Poilievre stepped on a rake while Carney skated through it.
Conservative Leader Pierre Poilievre’s effort to get the House of Commons to vote in support of a new oil pipeline failed after Liberals refused to back an endeavour they described as a divisive political stunt....Dale Smith explains the basic problem:
During Question Period, Mr. Carney pushed back on Mr. Poilievre for not supporting all of what Alberta had agreed to, and said that if the Conservative Leader did support it, he would have included the entirety of the MOU in the motion.
“I am not a lifelong member of this House, so I don’t know all the rules but I do not think there is a limit on the size of motions,” Mr. Carney said.
The NDP and Bloc Québécois had said earlier Tuesday they would vote against the motion.
Interim NDP Leader Don Davies – who called the pipeline bad for the country – said that given the Conservatives’ mid-debate amendments, the motion amounted to a political game.
“We’re talking about a multibillion dollar issue that has incredible consequences for people across this country, and the fact that the Conservatives couldn’t get their own motion right I think says something about their motivations,” he said....

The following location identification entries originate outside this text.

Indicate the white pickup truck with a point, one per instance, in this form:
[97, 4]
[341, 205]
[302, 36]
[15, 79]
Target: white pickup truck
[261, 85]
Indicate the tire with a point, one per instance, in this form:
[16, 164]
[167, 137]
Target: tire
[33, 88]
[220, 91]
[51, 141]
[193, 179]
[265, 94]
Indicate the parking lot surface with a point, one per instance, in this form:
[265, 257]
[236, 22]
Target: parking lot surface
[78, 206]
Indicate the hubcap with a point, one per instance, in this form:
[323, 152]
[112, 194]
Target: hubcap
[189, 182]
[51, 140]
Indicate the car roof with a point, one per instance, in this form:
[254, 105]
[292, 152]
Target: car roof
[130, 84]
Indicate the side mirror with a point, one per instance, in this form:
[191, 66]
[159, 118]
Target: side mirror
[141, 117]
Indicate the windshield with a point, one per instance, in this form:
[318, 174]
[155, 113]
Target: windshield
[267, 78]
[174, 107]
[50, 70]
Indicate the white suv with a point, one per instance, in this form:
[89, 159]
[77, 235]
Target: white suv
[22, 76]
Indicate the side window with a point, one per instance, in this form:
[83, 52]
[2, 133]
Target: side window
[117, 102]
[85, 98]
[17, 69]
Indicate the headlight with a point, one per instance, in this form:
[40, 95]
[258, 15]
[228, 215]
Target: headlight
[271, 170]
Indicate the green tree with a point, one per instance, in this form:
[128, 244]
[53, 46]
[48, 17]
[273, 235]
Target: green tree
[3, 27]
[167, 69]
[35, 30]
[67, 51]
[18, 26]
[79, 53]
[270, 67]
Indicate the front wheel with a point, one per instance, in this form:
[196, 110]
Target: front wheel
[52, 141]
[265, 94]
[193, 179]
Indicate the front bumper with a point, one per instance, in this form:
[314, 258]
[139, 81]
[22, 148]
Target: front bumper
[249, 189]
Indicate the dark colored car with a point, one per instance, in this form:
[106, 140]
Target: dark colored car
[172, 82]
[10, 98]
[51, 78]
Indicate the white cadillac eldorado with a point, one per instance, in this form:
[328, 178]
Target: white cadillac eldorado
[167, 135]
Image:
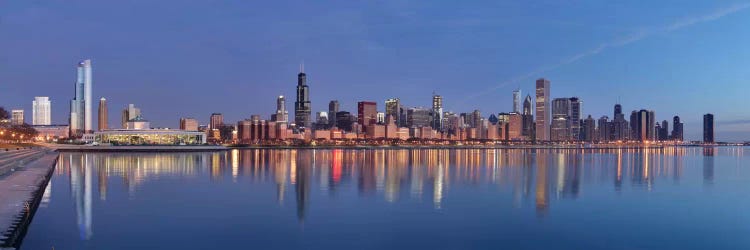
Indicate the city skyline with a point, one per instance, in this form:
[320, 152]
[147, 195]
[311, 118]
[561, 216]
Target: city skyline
[355, 82]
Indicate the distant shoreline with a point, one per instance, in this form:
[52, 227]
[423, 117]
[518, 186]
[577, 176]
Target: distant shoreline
[215, 148]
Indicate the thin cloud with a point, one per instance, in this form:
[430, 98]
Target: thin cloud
[640, 35]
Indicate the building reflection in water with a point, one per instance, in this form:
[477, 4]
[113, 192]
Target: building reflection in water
[536, 178]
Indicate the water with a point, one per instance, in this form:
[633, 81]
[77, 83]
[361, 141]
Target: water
[674, 198]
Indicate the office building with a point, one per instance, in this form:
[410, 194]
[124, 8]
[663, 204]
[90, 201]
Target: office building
[129, 113]
[561, 114]
[418, 117]
[708, 128]
[589, 129]
[188, 124]
[367, 113]
[620, 126]
[437, 112]
[575, 118]
[333, 109]
[528, 118]
[16, 117]
[604, 129]
[302, 107]
[80, 106]
[543, 114]
[103, 117]
[281, 115]
[676, 129]
[517, 101]
[393, 108]
[215, 121]
[41, 111]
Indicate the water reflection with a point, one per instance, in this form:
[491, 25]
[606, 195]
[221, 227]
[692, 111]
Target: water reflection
[534, 177]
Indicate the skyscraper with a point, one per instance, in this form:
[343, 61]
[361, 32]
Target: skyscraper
[393, 109]
[41, 111]
[103, 116]
[589, 129]
[333, 110]
[528, 118]
[643, 125]
[575, 118]
[676, 129]
[620, 128]
[16, 117]
[129, 113]
[437, 112]
[561, 113]
[708, 128]
[216, 120]
[367, 113]
[188, 124]
[80, 106]
[517, 101]
[543, 116]
[302, 107]
[281, 114]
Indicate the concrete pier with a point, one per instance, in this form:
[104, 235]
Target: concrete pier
[20, 193]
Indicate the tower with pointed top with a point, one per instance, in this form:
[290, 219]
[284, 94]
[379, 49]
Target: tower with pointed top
[302, 107]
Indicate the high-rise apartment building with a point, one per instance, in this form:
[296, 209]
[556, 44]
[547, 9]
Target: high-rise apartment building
[188, 124]
[528, 118]
[437, 112]
[517, 101]
[676, 129]
[708, 128]
[575, 118]
[16, 117]
[333, 110]
[129, 113]
[561, 113]
[103, 117]
[41, 111]
[215, 121]
[302, 107]
[282, 115]
[394, 109]
[80, 106]
[367, 113]
[543, 116]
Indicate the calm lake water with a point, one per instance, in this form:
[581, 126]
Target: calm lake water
[672, 198]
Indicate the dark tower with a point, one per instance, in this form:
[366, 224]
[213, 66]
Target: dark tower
[302, 107]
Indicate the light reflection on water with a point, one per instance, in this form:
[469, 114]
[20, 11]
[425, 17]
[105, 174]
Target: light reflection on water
[534, 179]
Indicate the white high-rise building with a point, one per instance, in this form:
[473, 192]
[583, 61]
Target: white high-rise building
[517, 101]
[543, 114]
[16, 117]
[80, 106]
[41, 111]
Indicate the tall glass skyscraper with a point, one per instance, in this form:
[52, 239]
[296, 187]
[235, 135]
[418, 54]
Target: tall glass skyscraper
[302, 107]
[543, 116]
[41, 111]
[80, 106]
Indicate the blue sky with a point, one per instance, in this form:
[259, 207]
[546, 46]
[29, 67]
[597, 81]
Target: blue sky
[192, 58]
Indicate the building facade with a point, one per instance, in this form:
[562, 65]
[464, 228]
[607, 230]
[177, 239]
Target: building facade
[708, 128]
[302, 107]
[41, 113]
[80, 107]
[543, 112]
[16, 117]
[103, 117]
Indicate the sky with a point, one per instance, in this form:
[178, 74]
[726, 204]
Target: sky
[175, 58]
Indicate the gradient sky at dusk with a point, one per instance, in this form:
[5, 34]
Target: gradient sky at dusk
[191, 58]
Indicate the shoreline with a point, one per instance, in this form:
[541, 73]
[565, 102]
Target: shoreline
[22, 192]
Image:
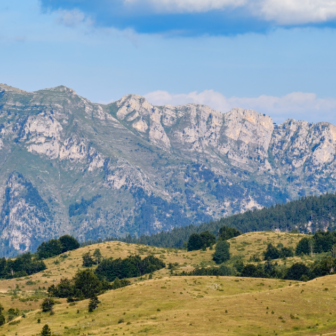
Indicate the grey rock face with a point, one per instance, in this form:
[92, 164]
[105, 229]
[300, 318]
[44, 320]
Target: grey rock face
[130, 167]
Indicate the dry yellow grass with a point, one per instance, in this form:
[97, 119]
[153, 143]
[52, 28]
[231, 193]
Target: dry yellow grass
[168, 305]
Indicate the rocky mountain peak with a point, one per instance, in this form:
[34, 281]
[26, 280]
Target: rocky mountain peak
[134, 168]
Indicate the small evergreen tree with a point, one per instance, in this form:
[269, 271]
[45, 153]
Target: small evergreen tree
[195, 242]
[208, 238]
[2, 318]
[97, 256]
[49, 249]
[47, 305]
[303, 246]
[222, 252]
[69, 243]
[46, 331]
[227, 232]
[271, 252]
[93, 303]
[88, 261]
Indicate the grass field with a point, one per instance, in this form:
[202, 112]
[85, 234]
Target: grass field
[169, 305]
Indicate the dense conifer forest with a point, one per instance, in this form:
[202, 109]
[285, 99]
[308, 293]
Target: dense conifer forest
[295, 215]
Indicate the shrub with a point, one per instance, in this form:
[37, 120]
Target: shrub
[303, 246]
[195, 242]
[227, 232]
[47, 305]
[46, 331]
[88, 260]
[271, 252]
[222, 252]
[296, 271]
[93, 303]
[68, 243]
[49, 249]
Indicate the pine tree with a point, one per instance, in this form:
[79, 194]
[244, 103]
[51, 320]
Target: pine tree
[222, 252]
[93, 303]
[47, 305]
[46, 331]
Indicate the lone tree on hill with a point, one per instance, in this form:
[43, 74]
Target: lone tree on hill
[88, 261]
[47, 305]
[195, 242]
[227, 232]
[2, 318]
[93, 303]
[46, 331]
[222, 252]
[69, 243]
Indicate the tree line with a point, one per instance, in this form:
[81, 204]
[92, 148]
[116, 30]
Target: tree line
[320, 211]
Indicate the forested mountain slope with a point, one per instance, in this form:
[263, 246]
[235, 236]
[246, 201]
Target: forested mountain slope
[306, 215]
[71, 166]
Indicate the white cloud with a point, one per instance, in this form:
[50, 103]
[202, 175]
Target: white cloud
[284, 12]
[186, 6]
[297, 105]
[297, 11]
[72, 18]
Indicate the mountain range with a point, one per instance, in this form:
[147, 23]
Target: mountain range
[68, 165]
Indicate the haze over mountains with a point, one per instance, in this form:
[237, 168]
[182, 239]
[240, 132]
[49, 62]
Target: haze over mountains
[68, 165]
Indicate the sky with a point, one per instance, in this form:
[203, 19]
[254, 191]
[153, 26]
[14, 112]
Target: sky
[277, 57]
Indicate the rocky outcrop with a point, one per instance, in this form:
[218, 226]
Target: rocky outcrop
[147, 168]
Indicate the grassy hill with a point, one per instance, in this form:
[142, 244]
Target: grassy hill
[170, 305]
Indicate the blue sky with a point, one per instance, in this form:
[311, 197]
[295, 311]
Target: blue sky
[274, 56]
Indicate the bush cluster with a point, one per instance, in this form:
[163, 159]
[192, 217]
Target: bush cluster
[56, 247]
[133, 266]
[318, 243]
[23, 265]
[273, 253]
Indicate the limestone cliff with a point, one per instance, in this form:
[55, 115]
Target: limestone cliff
[131, 167]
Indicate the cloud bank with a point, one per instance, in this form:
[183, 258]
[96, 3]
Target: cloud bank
[197, 17]
[295, 105]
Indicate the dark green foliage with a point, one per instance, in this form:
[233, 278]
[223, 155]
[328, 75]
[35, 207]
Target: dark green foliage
[323, 241]
[55, 247]
[47, 304]
[222, 252]
[69, 243]
[227, 232]
[49, 249]
[86, 284]
[23, 265]
[93, 303]
[195, 242]
[46, 331]
[286, 217]
[208, 238]
[286, 252]
[64, 289]
[2, 318]
[79, 208]
[88, 261]
[97, 256]
[216, 271]
[130, 267]
[318, 243]
[271, 252]
[303, 246]
[296, 271]
[120, 283]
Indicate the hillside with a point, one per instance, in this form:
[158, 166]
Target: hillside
[174, 305]
[307, 214]
[68, 165]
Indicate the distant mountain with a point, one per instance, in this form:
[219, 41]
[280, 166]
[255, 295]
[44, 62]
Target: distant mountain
[71, 166]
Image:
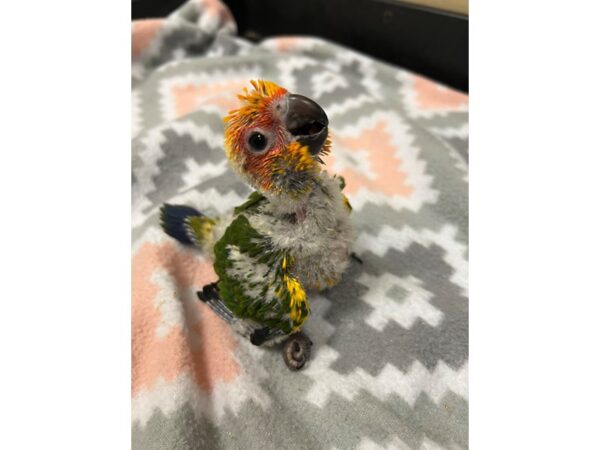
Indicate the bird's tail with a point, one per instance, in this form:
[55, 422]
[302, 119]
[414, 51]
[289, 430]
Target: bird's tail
[188, 225]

...The MOU states a “private sector constructed and financed pipelines, with Indigenous Peoples co-ownership and economic benefit, with at least one million barrels a day of low emission Alberta bitumen with a route that increases export access to Asian markets as a priority” whereas the motion simply says “pipelines enabling the export of at least one million barrels a day of low-emission Alberta bitumen from a strategic deepwater port on the British Columbia coast to reach Asian markets,” and adds “respecting the duty to consult Indigenous people.” One of these things is not like the other....
The thing we need to remember in all of this is not the shenanigans, or the Conservatives thinking they’re too clever, or any of that—rather, it’s that they think they can ram through these projects without Indigenous consent. Sure, they’ll talk about “meaningful consultation,” but consultation is not consent, and in their press releases, consent is never mentioned, nor is even consultations. That’s not realistic, nor even legal in the current framework. Of course, they also think a new pipeline will “unblock the trillions of dollars of privatesector energy investment to produce more oil and gas, build profitable pipelines and ship a million barrels of oil to Asia a day at world prices.” My dudes—this is a post-2014 world. It’s not going to be trillions of dollars, and world oil prices are tanking because of a supply glut. All of this is fantasyland...
Prime Minister Carney flips the script on Poilievre: "I don't think there's a limit on the size of motions. And in fact, since the MOU is already translated, I think it would be very easy to take the entire MOU in both official languages and propose them."